Le passage de l’illustre Saadou Bori à Diffa lors d’un championnat de lutte traditionnelle a inspiré une troupe culturelle locale à s’ouvrir à la musique dite moderne. La troupe Etoile qui existait depuis 1985, tente d’offrir le style d’animation culturelle qui manquait à la région du Manga. C’est ainsi que commença l’aventure de l’Orchestre Komadougou de Diffa. L’orchestre compose ainsi des chansons en langues haussa, kanouri et un peu en français avec comme crédo «chanter utile, passer des messages qui puissent profiter aux populations».

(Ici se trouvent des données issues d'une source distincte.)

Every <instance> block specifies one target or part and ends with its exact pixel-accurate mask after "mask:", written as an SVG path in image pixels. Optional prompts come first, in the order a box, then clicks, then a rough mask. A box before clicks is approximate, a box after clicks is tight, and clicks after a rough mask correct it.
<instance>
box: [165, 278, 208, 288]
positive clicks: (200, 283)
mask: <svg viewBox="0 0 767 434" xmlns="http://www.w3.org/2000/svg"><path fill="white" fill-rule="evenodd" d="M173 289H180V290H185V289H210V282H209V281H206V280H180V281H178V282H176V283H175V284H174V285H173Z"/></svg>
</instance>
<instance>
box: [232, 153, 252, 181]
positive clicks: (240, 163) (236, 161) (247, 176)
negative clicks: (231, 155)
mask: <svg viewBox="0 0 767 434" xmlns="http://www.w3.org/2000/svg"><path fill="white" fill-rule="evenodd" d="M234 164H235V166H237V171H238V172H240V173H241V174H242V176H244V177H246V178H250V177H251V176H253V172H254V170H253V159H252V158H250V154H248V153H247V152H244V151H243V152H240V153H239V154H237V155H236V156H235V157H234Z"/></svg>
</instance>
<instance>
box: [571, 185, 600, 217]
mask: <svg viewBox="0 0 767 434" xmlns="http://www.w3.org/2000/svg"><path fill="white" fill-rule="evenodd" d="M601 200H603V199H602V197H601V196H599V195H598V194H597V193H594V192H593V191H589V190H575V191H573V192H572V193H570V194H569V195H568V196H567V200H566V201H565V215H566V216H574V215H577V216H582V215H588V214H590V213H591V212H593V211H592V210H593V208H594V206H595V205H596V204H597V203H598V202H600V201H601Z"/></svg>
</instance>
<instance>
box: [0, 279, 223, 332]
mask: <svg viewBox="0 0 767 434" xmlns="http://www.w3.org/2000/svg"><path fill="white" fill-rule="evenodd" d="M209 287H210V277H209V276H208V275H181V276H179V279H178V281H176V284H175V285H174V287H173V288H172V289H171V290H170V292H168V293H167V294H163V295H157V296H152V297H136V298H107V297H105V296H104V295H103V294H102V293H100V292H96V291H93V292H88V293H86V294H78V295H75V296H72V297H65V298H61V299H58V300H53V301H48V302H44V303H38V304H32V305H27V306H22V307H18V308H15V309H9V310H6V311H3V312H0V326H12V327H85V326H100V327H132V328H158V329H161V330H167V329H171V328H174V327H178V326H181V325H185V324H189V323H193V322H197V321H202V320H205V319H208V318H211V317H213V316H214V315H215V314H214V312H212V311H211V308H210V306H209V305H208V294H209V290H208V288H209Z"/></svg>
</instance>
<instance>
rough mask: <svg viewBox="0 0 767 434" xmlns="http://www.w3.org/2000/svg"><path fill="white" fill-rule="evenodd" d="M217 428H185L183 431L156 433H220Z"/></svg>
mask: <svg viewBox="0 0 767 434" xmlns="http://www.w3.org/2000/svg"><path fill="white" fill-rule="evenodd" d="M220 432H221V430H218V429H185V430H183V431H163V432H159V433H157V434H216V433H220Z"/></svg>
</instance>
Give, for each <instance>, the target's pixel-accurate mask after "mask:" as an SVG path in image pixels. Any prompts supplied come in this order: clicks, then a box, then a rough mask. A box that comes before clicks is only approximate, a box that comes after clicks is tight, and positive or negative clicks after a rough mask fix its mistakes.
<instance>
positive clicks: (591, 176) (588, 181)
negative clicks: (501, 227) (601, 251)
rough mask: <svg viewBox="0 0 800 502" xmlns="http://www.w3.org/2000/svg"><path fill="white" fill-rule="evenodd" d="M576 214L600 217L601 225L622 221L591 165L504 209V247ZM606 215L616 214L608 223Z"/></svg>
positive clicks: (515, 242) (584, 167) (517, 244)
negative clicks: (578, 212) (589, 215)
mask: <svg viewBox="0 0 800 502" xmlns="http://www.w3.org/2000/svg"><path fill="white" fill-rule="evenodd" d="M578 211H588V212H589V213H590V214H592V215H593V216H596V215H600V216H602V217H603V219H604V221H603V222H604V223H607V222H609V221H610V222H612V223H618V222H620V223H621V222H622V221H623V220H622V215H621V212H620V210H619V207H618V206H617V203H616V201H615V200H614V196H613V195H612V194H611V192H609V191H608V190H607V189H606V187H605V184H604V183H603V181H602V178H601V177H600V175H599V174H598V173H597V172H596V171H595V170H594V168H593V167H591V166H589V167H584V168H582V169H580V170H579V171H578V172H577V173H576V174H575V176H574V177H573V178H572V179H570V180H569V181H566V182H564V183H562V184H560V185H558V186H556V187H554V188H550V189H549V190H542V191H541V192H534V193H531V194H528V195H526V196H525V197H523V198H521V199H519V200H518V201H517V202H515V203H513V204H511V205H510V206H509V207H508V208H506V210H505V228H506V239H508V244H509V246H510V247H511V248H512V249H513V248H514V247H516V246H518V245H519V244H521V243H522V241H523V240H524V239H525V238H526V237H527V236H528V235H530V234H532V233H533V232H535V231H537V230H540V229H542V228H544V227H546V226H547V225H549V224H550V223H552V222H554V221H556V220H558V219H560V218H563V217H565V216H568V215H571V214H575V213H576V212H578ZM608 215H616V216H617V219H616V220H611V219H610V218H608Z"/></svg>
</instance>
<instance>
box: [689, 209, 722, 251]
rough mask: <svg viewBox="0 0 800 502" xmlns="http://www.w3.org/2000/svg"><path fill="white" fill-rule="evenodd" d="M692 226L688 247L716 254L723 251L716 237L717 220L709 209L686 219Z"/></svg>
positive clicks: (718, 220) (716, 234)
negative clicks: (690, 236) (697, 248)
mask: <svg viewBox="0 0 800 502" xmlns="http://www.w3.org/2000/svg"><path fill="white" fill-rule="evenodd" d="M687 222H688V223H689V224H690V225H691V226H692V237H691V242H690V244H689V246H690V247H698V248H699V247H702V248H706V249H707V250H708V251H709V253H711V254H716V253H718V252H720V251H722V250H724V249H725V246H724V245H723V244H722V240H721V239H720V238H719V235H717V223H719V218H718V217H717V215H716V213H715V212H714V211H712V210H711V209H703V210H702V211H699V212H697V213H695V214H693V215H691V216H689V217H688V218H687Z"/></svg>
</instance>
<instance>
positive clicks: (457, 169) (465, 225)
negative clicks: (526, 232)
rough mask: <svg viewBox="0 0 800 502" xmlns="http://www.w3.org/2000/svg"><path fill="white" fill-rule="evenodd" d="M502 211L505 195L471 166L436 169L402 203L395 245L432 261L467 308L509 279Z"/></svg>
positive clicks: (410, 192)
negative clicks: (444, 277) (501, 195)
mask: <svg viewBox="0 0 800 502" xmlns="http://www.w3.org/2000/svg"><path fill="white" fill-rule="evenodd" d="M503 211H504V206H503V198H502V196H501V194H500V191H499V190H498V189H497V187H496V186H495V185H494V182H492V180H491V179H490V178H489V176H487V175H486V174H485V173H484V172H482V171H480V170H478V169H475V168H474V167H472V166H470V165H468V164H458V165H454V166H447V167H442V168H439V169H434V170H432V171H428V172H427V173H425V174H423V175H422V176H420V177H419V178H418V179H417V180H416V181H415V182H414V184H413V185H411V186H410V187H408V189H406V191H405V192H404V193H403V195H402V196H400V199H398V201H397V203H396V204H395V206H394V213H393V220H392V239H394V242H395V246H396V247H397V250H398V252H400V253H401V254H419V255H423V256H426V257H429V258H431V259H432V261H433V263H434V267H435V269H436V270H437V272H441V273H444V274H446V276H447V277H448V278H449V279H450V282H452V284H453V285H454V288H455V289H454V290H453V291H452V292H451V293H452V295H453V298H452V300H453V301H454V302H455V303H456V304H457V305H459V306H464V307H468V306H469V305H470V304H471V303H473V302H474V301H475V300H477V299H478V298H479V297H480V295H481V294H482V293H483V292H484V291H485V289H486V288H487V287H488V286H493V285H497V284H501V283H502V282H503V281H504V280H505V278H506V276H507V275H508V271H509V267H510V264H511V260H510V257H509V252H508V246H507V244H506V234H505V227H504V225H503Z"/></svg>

Ce groupe a, par la suite, longtemps évolué dans l’ombre, voire discrètement, dans cette ville sous contrainte de certains préjugés sociaux l’accusant de faire la promotion de la dépravation des mœurs. Le conflit de Boko Haram est venu ensuite compliquer le sort de l’orchestre. Plus d’animation ! Les musiciens de Komadougou vont d’ailleurs jusqu’à quitter la région pour venir à Zinder, avant de revenir à la faveur de l’accalmie qui s’installe à Diffa.
Dans le temps, c’est cet orchestre qui a toujours représenté la région de Diffa aux festivals nationaux, en musique. Il est connu du public nigérien depuis l’époque où il s’appelait Etoile, après sa chanson intitulée «Takalmi» présentée au festival de Tahoua, puis son titre «Wey ni rai na» chanté au festival de Dosso. Ce grand rendez-vous spécifique de la musique moderne nigérienne reste le dernier au Niger. Les orchestres vivent alors des ventes de disques, de droits d’auteur et des prestations lors des cérémonies. Komadougou de Diffa dont le matériel actuel date de plus de 10 ans n’a enregistré d’album en studio pour la première fois qu’en 2015 à Zinder, avec près de 40 titres un peu épars. En 2018, Ibrahim Ada (le chef d’orchestre) et son équipe remportent le troisième prix de la musique moderne à Zinder Saboua.
«Depuis notre retour de Zinder, la situation est de plus critique pour notre orchestre. On jouait au Stade les soirs, entre 20h et 21h, dans le respect du couvre-feu. Mais les gens s’y sont opposés encore. Les autorités avancent des raisons sécuritaires, d’autres disent que nous cultivons la dépravation des mœurs. Nous ne faisons que les prestations lors des cérémonies, à présent, et nous sommes rarement sollicités. Et je vous dis, c’est insignifiant ce que nous gagnons. Avant on jouait pour au moins un cachet de 50.000FCFA l’heure. Maintenant nous acceptons même un 10.000FCFA. L’homme tente seulement de garder son métier et maintenir la flamme de sa passion», confie le chef de l’orchestre Komadougou, Ibrahim Ada.
Par le passé, l’appui de Oumarou Hadari, ministre de la culture de l’époque, le matériel de l’orchestre était de fabrication locale avec des batteries en tonneau, des guitares raccommodées. «C’est une aide d’un million de FCFA qui nous a permis d’acquérir de véritables matériels de musique», rappelle le chef d’orchestre. «Nous avons toujours nos deux équipes : troupe culturelle et orchestre. A chaque rencontre nationale, que ce soit le prix Dan Gourmou, le festival de la chanson féminine Dalweyzé, la fête du 18 décembre, vous nous verrez représenter notre région dans l’une ou l’autre catégorie ou les deux à la fois», dixit Ada. Agé de 58 ans, ce vieil homme de culture travaille avec une vingtaine de jeunes (garçons et filles).
L’orchestre par la voix de son chef clame être auteur de plusieurs chansons devenues célèbres après interprétation des groupes populaires. Ibrahim Ada s’en est plaint une fois auprès du BNDA (Bureau national des droits d’auteurs) qui l’a mis dans ses droits, en marge du festival de Dosso. «Comme nous nous produisons généralement hors studios, ils nous piquent nos chansons et partent arranger avec des moyens. Nous ne pouvons pas les poursuivre à chaque fois, même le déplacement Diffa-Niamey c’est un problème pour nous. Nous produisons beaucoup, mais nous entendons nos sons à travers d’autres», se lamente Ada.